Honton pinyin: hún tun.
Honton (Hanyu Pinyin: hún tun; Cantonese: w?n3 t?n1, which is the same as "wonton"; Shangdong: hún dùn; English: Wonton, Huntun). It is a traditional folk noodle dish originating in China. Wonton evolved into dumplings. To make wontons, a meat filling is wrapped in a thin pastry, boiled in a pot, and usually served with soup.
Yang Xiong of the Western Han Dynasty mentioned in his Dialect that "the cake is called wonton", and wonton is a type of cake, with the difference being that it is stuffed with meat and eaten after steaming, or if it is cooked in soup, it is called "soup cake". Beijing, northern China and other places are usually called wontons.

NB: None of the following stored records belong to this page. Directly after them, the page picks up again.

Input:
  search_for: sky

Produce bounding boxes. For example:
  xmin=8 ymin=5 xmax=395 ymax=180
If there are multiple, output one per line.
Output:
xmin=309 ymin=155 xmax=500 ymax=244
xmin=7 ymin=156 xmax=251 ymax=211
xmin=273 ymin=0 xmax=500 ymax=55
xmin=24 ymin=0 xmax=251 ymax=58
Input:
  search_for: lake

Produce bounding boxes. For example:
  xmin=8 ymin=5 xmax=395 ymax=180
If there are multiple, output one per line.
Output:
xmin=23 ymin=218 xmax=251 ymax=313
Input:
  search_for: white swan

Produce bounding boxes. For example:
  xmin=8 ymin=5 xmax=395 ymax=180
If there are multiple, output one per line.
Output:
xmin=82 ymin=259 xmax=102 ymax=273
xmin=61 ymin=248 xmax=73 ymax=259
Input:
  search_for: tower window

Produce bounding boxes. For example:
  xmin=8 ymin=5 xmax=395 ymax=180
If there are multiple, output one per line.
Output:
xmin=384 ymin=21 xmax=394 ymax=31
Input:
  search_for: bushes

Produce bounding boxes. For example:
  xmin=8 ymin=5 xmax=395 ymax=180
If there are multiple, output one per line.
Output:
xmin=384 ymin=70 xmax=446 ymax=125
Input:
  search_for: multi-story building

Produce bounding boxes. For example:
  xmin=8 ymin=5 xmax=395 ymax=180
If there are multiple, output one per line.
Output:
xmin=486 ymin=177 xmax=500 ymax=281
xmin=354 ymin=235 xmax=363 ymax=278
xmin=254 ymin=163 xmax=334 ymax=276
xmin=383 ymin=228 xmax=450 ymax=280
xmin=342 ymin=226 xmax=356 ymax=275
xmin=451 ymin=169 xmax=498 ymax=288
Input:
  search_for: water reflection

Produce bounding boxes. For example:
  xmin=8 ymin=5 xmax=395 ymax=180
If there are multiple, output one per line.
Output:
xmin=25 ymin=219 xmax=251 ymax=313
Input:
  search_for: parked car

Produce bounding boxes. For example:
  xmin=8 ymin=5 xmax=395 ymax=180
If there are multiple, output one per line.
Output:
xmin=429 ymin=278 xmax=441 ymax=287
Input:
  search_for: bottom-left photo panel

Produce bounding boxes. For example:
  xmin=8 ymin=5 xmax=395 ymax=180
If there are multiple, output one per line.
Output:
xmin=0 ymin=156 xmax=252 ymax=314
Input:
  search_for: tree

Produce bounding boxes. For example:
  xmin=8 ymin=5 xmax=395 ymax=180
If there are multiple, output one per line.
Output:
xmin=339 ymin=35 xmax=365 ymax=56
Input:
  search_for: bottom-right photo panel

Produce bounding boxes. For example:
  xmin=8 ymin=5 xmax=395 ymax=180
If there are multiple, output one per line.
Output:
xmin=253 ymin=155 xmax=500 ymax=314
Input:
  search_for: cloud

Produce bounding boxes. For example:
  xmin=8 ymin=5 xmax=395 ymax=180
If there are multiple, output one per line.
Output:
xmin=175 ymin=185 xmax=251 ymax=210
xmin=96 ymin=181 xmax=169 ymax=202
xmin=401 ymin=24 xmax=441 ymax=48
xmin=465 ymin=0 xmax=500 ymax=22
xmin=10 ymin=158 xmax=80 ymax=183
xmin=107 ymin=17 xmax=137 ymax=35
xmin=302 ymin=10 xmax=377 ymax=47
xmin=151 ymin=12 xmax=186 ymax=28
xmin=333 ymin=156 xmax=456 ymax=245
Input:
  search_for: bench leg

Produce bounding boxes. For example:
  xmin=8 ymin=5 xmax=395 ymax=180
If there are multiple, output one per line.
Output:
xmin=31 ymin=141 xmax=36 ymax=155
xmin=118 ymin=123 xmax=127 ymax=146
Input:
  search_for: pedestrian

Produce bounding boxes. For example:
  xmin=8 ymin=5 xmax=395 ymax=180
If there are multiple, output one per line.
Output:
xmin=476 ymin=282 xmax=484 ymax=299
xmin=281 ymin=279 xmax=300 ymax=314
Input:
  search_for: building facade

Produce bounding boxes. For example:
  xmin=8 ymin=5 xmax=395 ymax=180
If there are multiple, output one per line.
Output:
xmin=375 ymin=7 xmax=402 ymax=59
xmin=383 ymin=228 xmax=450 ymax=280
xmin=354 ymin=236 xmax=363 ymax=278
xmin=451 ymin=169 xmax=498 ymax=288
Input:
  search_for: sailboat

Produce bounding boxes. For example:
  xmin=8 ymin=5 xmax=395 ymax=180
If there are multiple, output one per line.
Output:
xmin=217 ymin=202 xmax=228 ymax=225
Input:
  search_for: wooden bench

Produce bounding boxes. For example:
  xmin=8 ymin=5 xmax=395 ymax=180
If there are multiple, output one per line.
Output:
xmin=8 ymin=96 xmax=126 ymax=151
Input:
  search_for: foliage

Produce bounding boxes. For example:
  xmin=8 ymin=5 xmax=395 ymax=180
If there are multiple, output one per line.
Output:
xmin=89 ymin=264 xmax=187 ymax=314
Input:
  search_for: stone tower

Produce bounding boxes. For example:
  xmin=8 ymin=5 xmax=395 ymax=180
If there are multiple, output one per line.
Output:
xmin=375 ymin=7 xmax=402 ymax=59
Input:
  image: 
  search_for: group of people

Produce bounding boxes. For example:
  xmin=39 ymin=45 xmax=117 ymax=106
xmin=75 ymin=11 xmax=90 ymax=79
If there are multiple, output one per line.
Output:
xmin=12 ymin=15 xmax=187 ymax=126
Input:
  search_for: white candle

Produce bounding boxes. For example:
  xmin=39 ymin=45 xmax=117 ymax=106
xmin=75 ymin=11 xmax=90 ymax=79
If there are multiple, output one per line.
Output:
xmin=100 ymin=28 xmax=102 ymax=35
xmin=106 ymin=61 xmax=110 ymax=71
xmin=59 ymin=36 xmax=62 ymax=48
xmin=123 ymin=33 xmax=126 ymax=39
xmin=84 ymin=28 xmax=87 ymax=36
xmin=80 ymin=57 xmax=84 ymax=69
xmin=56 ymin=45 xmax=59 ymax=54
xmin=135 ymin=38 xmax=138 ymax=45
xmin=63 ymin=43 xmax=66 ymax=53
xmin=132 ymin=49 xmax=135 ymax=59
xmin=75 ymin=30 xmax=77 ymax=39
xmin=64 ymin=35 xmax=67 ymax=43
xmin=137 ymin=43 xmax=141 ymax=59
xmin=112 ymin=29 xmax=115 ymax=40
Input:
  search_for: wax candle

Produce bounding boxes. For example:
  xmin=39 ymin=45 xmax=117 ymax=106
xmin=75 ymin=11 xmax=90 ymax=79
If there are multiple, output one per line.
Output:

The ancient Chinese thought it was a kind of sealed buns, without seven holes, so called "chaos", according to the rules of Chinese characterization, and later called "wonton". At this time, there was no difference between wontons and dumplings. From the Tang Dynasty onwards, a formal distinction was made between wontons and dumplings.
Food Characteristics
Wonton is compared to dumplings in that the skin of a wonton is a square with a side length of about 6 centimeters, or an isosceles trapezoid with a top side length of about 5 centimeters and a bottom side length of about 7 centimeters, while the skin of a dumpling is a circle with a diameter of about 7 centimeters.
The wonton skin is thinner and transparent when cooked. Therefore, the difference between thin and thick, equal amount of wontons and dumplings into the boiling water to cook, cook wontons in a shorter period of time; cooking dumplings in the process of another need to add three times the cool water, through the so-called 'three sinks and three floats' to ensure that the cooked.